JSON schema helper (edge_json_grammar()): Convert a simple R list schema into a GBNF grammar string. Supports string, number, integer, boolean fields and enum (character vector) constraints.
Structured data extraction (edge_extract()): High-level function that combines prompt construction with grammar-constrained generation to extract structured data from text. Returns a parsed R list (requires jsonlite).
Text classification (edge_classify()): Classify text into predefined categories using grammar constraints. Supports single text and batch (vectorized) classification. Output is guaranteed to be one of the specified categories.
Text embeddings (edge_embeddings()): Extract dense vector embeddings from any loaded model. Returns a numeric matrix (n_texts x n_embd) suitable for clustering, semantic search, similarity computation, and RAG pipelines. Supports optional L2 normalization.
Cosine similarity (edge_similarity(), edge_similarity_matrix()): Compute pairwise cosine similarity between embedding vectors. Matrix version efficiently computes all-pairs similarity using normalized matrix multiply.
Embedding dimension query (edge_model_n_embd()): Query the embedding dimension of a loaded model.
Batch processing (edge_map()): Apply a prompt template over a vector of texts with progress reporting. Supports both string templates with {text} placeholder and custom prompt functions. Optional grammar constraint for structured batch output.
Batch extraction (edge_extract_batch()): Extract structured data from multiple texts, returning a data frame with one row per input.
RAG document indexing (edge_index_documents()): Build a semantic embedding index from a directory of text files or a character vector. Automatic chunking with configurable size and overlap.
RAG semantic search (edge_search()): Find the most relevant text chunks for a query using cosine similarity over the embedding index.
RAG question answering (edge_ask()): Retrieval-augmented generation that retrieves relevant context from an index and generates a grounded answer. Supports custom system prompts and optional context return for debugging/transparency.

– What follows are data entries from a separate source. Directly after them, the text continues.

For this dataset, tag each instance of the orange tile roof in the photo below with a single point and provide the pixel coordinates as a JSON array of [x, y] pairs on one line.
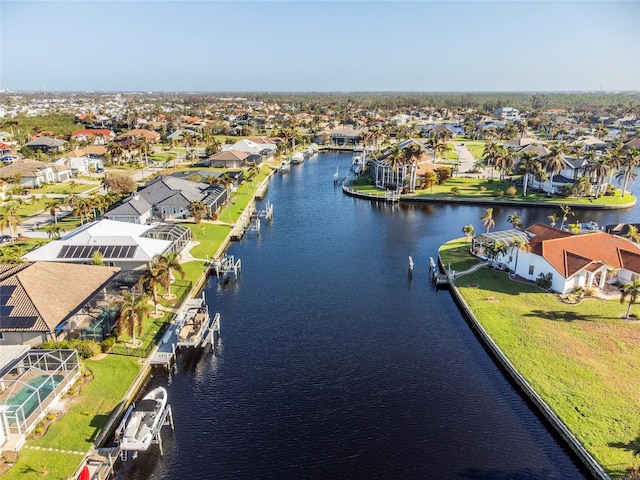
[[569, 253]]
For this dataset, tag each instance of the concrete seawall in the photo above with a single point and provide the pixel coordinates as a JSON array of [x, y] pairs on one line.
[[571, 441]]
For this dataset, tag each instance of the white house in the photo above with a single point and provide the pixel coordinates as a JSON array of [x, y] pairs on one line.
[[590, 261]]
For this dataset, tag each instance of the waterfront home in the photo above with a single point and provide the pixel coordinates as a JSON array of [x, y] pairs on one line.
[[126, 245], [508, 114], [32, 382], [228, 159], [49, 300], [338, 137], [34, 173], [94, 136], [168, 197], [590, 261], [397, 174], [46, 144]]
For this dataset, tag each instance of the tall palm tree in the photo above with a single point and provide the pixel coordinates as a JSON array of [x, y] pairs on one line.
[[515, 220], [54, 205], [554, 162], [631, 291], [9, 218], [487, 219], [155, 277], [489, 154], [627, 170], [469, 231], [133, 311], [171, 262], [566, 212], [633, 234], [520, 244], [503, 160]]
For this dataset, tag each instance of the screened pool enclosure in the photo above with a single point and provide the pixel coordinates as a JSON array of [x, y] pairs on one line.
[[30, 385]]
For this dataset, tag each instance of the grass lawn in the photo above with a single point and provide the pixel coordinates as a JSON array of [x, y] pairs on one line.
[[483, 189], [476, 149], [63, 188], [210, 236], [580, 359], [78, 427]]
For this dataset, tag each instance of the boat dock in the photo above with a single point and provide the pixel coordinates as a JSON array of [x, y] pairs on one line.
[[437, 279], [191, 327]]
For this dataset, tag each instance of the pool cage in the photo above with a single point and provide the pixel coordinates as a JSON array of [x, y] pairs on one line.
[[30, 385]]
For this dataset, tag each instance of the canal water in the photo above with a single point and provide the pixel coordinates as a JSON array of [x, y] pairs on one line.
[[333, 363]]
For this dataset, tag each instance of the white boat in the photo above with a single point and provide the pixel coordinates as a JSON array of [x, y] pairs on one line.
[[143, 423], [194, 323], [297, 157]]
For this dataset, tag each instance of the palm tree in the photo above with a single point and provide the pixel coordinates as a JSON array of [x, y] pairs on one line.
[[627, 170], [54, 205], [133, 311], [53, 230], [631, 291], [489, 154], [554, 162], [469, 231], [503, 160], [171, 262], [566, 212], [487, 219], [156, 276], [520, 244], [515, 220], [197, 209], [633, 234], [9, 218]]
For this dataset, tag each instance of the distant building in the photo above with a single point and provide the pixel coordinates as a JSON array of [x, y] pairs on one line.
[[507, 114]]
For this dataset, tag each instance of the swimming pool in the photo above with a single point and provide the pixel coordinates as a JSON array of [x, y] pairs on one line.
[[27, 396]]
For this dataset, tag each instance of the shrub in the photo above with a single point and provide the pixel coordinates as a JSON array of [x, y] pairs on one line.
[[544, 280], [107, 343], [85, 348]]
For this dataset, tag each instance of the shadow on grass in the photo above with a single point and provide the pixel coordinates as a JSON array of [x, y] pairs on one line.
[[632, 446], [97, 422], [563, 316]]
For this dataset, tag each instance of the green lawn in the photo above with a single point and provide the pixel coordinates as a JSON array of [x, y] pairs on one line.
[[580, 359], [77, 429], [210, 236], [63, 188], [483, 189]]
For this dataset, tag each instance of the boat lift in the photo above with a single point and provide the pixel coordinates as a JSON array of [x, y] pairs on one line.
[[166, 418], [225, 264]]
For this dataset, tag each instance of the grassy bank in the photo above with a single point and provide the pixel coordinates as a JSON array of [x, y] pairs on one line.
[[494, 190], [88, 411], [579, 358]]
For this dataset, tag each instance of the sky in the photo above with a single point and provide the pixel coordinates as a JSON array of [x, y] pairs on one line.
[[320, 46]]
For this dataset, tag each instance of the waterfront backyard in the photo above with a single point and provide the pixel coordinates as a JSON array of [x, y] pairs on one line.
[[580, 358]]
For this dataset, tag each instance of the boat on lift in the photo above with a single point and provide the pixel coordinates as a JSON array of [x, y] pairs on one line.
[[144, 421]]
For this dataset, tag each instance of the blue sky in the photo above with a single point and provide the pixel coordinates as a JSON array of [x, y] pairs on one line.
[[320, 46]]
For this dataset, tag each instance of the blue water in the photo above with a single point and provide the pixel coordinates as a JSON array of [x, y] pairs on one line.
[[333, 364]]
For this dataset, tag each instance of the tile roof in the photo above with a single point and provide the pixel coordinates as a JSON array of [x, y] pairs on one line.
[[569, 253], [39, 296]]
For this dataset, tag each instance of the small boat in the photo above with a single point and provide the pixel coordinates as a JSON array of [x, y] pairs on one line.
[[297, 157], [144, 421]]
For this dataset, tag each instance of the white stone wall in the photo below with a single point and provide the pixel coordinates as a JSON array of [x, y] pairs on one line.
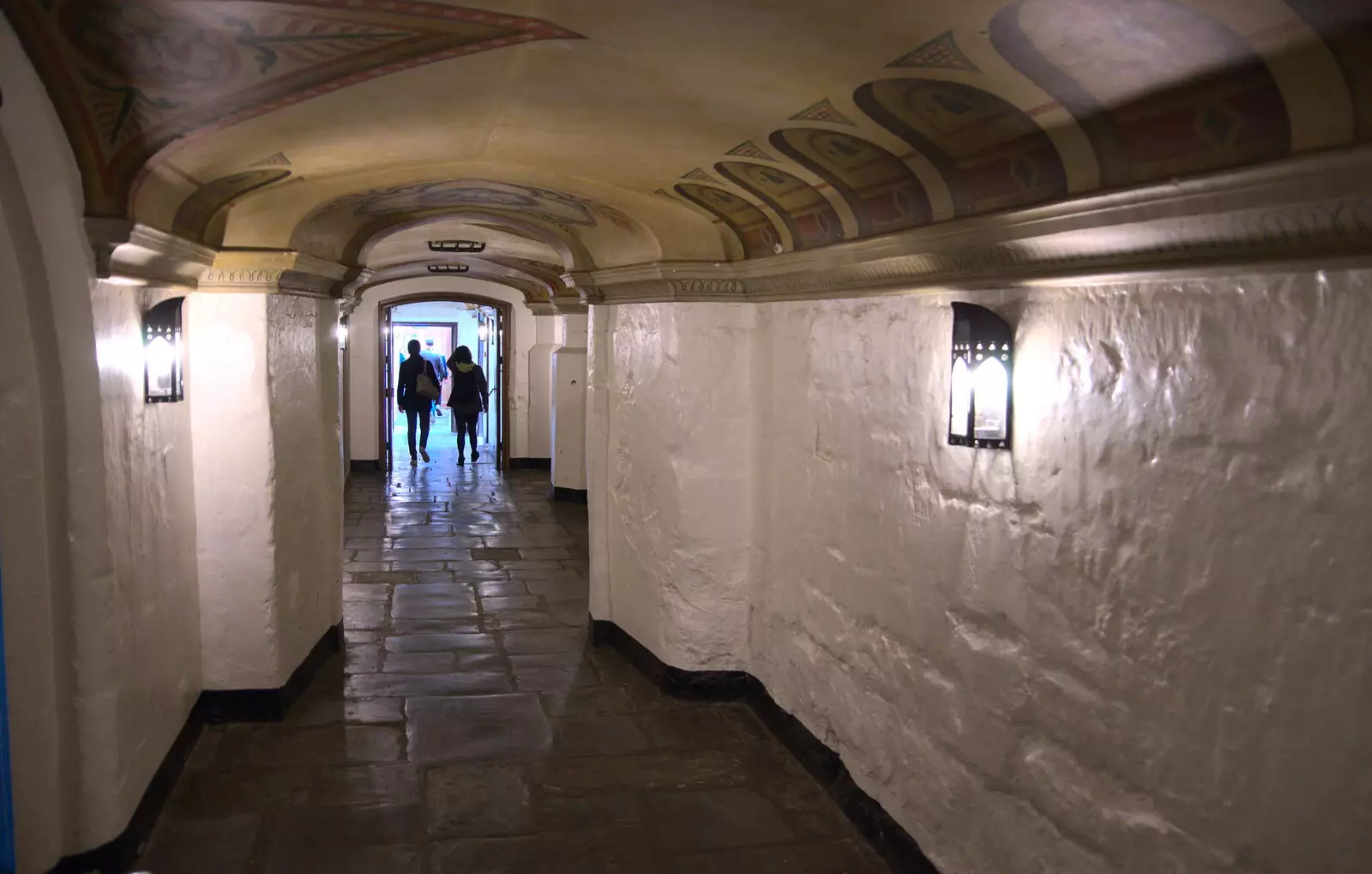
[[226, 379], [99, 570], [1136, 644], [541, 387], [671, 411], [364, 371]]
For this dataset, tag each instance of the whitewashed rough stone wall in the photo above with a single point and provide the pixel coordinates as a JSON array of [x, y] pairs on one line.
[[1138, 644]]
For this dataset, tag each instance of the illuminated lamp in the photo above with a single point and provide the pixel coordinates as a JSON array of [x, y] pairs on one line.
[[162, 377], [980, 404], [457, 246]]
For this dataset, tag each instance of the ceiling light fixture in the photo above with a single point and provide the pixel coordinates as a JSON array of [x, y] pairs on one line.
[[457, 246], [983, 363]]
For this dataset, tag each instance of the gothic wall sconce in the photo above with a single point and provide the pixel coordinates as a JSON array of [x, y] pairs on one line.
[[162, 359], [981, 404]]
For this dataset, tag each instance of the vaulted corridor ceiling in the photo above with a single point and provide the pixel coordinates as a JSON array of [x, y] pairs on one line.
[[581, 136]]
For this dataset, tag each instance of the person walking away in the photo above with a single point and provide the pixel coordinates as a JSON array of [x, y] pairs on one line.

Plumber API server (edge_serve()): Serve a model as a local OpenAI-compatible REST API. Endpoints: /v1/completions, /v1/chat/completions, /v1/embeddings, /v1/models, /health. Supports optional API key authentication and CORS. Requires plumber.
Qwen3 model family in edge_list_models(): Added Qwen3-0.6B, 1.7B, 4B, and 8B pre-configured entries from the unsloth GGUF repository.
Friendly names in edge_download_model(): Now accepts model names from edge_list_models() (e.g., edge_download_model("Qwen3-0.6B")) in addition to HuggingFace repo IDs. Filename is auto-resolved from the model registry.
httr download fallback: .robust_download() now tries httr::GET before R’s download.file, improving reliability on corporate networks with custom SSL certificates or proxy configurations.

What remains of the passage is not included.